La struttura sanitaria è incompleta, il personale albanese non sempre ha titoli equiparati, e i rimandi a ospedali locali non garantiscono standard compatibili con i diritti sanciti dall’articolo 32 della Costituzione. La salute diventa, anche essa, un diritto degradato. I migranti in Albania non hanno accesso alle stesse cure né alla stessa tutela giuridica.
Il costo della propaganda
Dietro tutto questo manca completamente un piano razionale. Lo riconosce lo stesso report: il nuovo “uso” del Protocollo non ha efficacia, non ha coerenza con gli obiettivi dichiarati di rimpatrio. Serve solo a esibire fermezza. È un atto propagandistico che utilizza la vita delle persone per mantenere consenso politico. È uno spettacolo istituzionale in cui la punizione diventa messaggio e il dolore diventa deterrente. Ma non funziona: i numeri lo smentiscono.
E tuttavia continua. Proprio perché è utile non tanto a gestire le migrazioni, quanto a dare forma simbolica a un’ideologia di controllo e marginalizzazione.
L’informazione come ostacolo (da rimuovere)

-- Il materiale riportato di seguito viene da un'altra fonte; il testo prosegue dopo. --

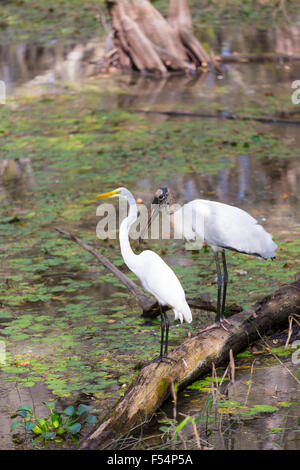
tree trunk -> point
(194, 357)
(147, 42)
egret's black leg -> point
(219, 283)
(163, 324)
(163, 356)
(225, 281)
(167, 323)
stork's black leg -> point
(225, 281)
(220, 312)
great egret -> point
(222, 227)
(155, 275)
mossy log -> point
(194, 357)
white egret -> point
(222, 227)
(155, 275)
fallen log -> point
(148, 304)
(256, 58)
(194, 357)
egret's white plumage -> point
(222, 227)
(155, 275)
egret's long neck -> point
(127, 253)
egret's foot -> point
(217, 324)
(160, 359)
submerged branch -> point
(148, 304)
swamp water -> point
(71, 331)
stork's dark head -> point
(161, 196)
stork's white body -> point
(223, 227)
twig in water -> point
(291, 319)
(250, 381)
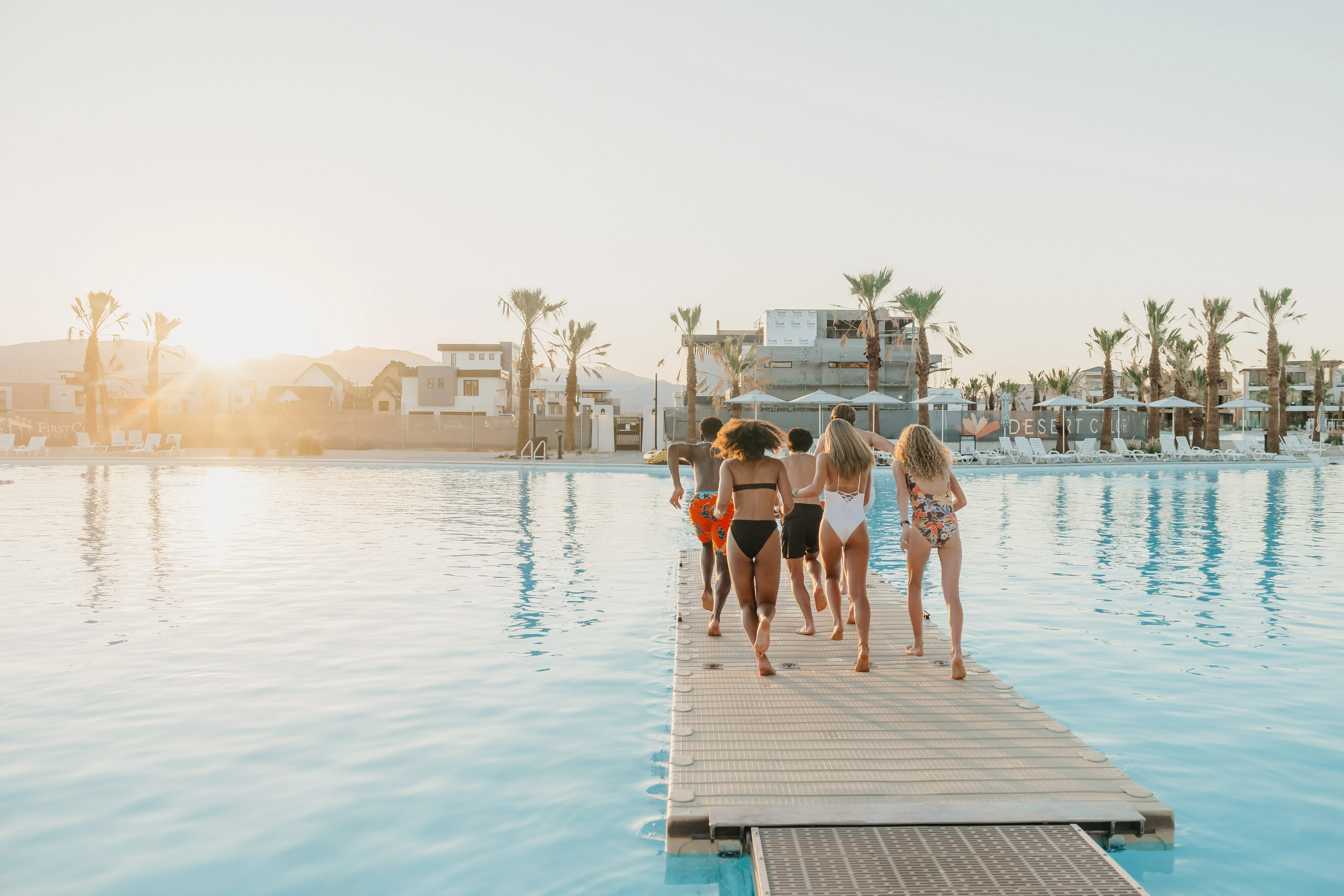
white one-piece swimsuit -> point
(846, 511)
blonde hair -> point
(923, 455)
(850, 455)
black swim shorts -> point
(802, 531)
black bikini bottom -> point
(752, 535)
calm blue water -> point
(400, 682)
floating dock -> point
(759, 764)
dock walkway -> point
(819, 745)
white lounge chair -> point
(85, 444)
(149, 448)
(1040, 453)
(1006, 448)
(1183, 449)
(37, 445)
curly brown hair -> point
(923, 455)
(749, 440)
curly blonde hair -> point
(923, 455)
(749, 440)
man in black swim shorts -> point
(800, 539)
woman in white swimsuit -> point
(845, 474)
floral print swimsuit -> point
(932, 514)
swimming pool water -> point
(436, 680)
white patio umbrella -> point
(874, 398)
(1245, 405)
(756, 398)
(947, 402)
(819, 398)
(1120, 402)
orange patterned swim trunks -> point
(709, 530)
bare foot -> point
(763, 637)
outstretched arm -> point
(819, 484)
(725, 490)
(675, 452)
(959, 499)
(781, 483)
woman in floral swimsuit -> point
(928, 484)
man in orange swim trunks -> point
(713, 534)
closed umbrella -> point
(874, 398)
(947, 401)
(756, 398)
(819, 398)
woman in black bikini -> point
(749, 482)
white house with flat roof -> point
(474, 378)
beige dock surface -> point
(902, 745)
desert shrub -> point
(311, 442)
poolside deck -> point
(819, 745)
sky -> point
(312, 177)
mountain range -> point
(49, 359)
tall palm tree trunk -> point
(572, 404)
(693, 432)
(525, 396)
(873, 353)
(1108, 390)
(1155, 391)
(1272, 365)
(1213, 421)
(923, 375)
(93, 365)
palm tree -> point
(572, 345)
(687, 322)
(1062, 382)
(99, 316)
(1155, 330)
(1038, 388)
(921, 307)
(738, 367)
(1273, 310)
(1319, 388)
(991, 383)
(1217, 345)
(1181, 355)
(158, 327)
(532, 308)
(867, 289)
(1285, 351)
(1107, 342)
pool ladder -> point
(532, 449)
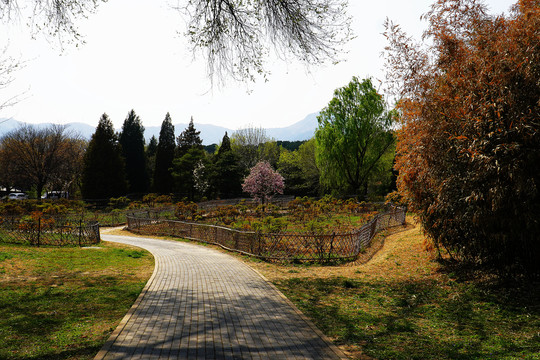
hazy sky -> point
(135, 57)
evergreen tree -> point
(227, 173)
(151, 151)
(103, 170)
(163, 180)
(190, 173)
(132, 141)
(188, 139)
(225, 145)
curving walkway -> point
(204, 304)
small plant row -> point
(325, 230)
(35, 229)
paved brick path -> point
(204, 304)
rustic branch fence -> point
(272, 246)
(48, 231)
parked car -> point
(55, 195)
(17, 196)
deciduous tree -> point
(35, 157)
(469, 147)
(263, 182)
(354, 134)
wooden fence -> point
(48, 231)
(273, 246)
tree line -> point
(115, 164)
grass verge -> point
(403, 304)
(63, 303)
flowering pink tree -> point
(263, 182)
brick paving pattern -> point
(204, 304)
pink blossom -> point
(263, 182)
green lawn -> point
(405, 305)
(63, 303)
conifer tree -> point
(150, 152)
(103, 170)
(163, 180)
(132, 141)
(188, 139)
(227, 172)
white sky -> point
(134, 58)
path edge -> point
(303, 316)
(114, 335)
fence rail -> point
(48, 231)
(273, 246)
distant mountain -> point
(210, 134)
(302, 130)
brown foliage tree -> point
(469, 146)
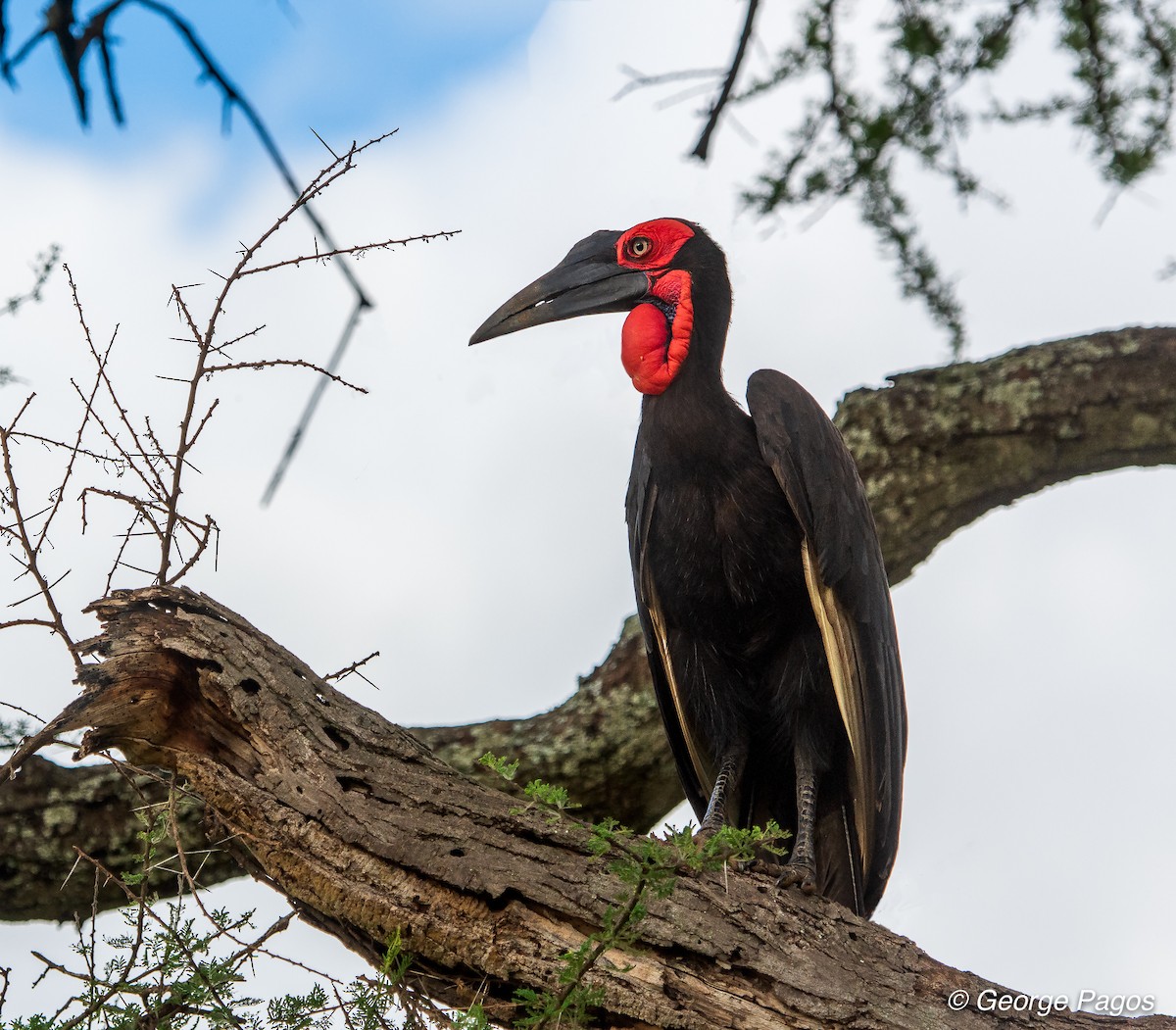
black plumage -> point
(757, 565)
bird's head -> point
(668, 274)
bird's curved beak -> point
(587, 282)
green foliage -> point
(647, 870)
(182, 966)
(852, 141)
(507, 770)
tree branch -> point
(369, 834)
(936, 449)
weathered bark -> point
(936, 449)
(368, 833)
(944, 446)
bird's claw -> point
(799, 874)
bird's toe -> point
(799, 874)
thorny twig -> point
(113, 440)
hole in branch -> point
(354, 783)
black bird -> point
(757, 564)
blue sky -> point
(341, 69)
(467, 515)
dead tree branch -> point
(936, 449)
(369, 834)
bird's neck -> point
(695, 419)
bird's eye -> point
(639, 247)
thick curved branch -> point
(936, 449)
(944, 446)
(369, 834)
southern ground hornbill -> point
(757, 564)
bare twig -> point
(716, 110)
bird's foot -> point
(799, 874)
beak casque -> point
(587, 282)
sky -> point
(466, 516)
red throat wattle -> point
(657, 334)
(654, 342)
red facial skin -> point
(654, 343)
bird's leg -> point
(801, 865)
(730, 774)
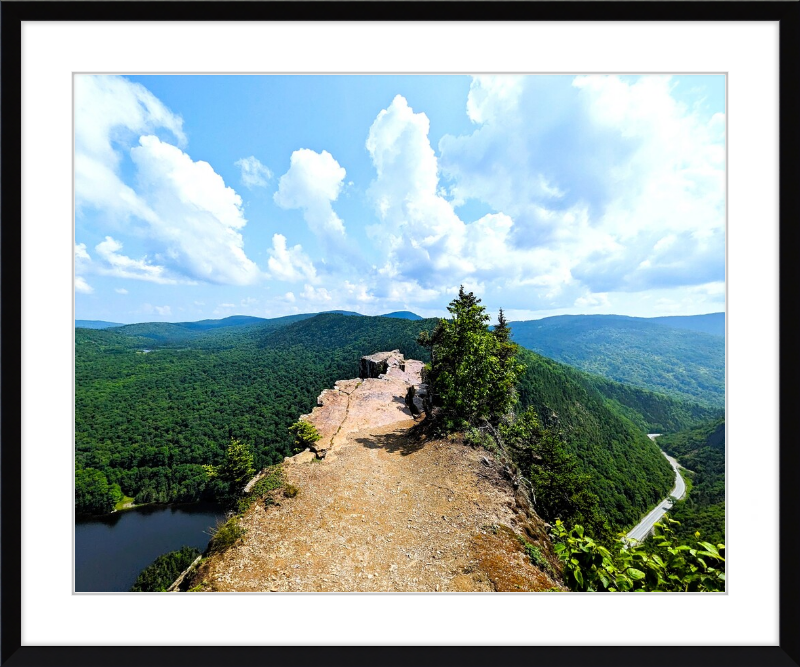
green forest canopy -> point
(147, 423)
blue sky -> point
(207, 196)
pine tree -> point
(473, 370)
(237, 468)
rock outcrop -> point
(374, 365)
(388, 509)
(377, 398)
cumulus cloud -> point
(189, 218)
(610, 183)
(289, 264)
(122, 266)
(254, 174)
(313, 181)
(163, 311)
(424, 235)
(318, 295)
(110, 114)
(199, 216)
(82, 286)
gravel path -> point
(386, 511)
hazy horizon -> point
(200, 197)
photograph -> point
(384, 333)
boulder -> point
(415, 398)
(306, 456)
(375, 365)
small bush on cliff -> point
(237, 468)
(660, 564)
(559, 488)
(226, 535)
(159, 575)
(473, 370)
(305, 434)
(273, 479)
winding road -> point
(643, 528)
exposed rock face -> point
(377, 398)
(415, 398)
(388, 509)
(374, 365)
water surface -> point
(111, 550)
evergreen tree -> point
(473, 370)
(237, 468)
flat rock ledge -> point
(383, 395)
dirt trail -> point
(385, 511)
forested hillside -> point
(712, 323)
(628, 473)
(650, 411)
(688, 365)
(148, 421)
(702, 451)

Il tratto più grave e inquietante, però, è l’opacità. I nomi delle persone trattenute, le nazionalità, i motivi dei trasferimenti: tutto è secretato, retto da una narrazione unilaterale di efficienza e deterrenza, smentita da fatti e cifre. Ma è proprio in questo blackout informativo che si rivela la vera natura del “modello Albania”: uno spazio costruito per non essere visto, per non essere discusso, per sottrarsi al diritto. È il modo con cui si costruisce il silenzio attorno alle persone e si depotenzia ogni critica democratica.
Il report si chiude con un appello: sospendere i trasferimenti, cancellare l’accordo. Non si tratta solo di rispetto dei diritti umani, ma della salvaguardia dell’ordine giuridico democratico. Se uno Stato può trasferire coattivamente individui in un altro Paese, senza controllo, senza motivazione, senza difesa, allora il confine non è più solo geografico: è il punto in cui il diritto si spegne. Il “modello Albania” mostra cosa succede quando si tollera la sospensione dei diritti in nome dell’ordine. Mostra quanto è fragile la dignità, quando diventa merce di scambio nella comunicazione politica. Mostra quanto costa – a tutti – girarsi dall’altra parte.
Nessun confine vale una vita. Ma oggi, anche in Italia, c’è chi è pronto a sacrificare entrambe.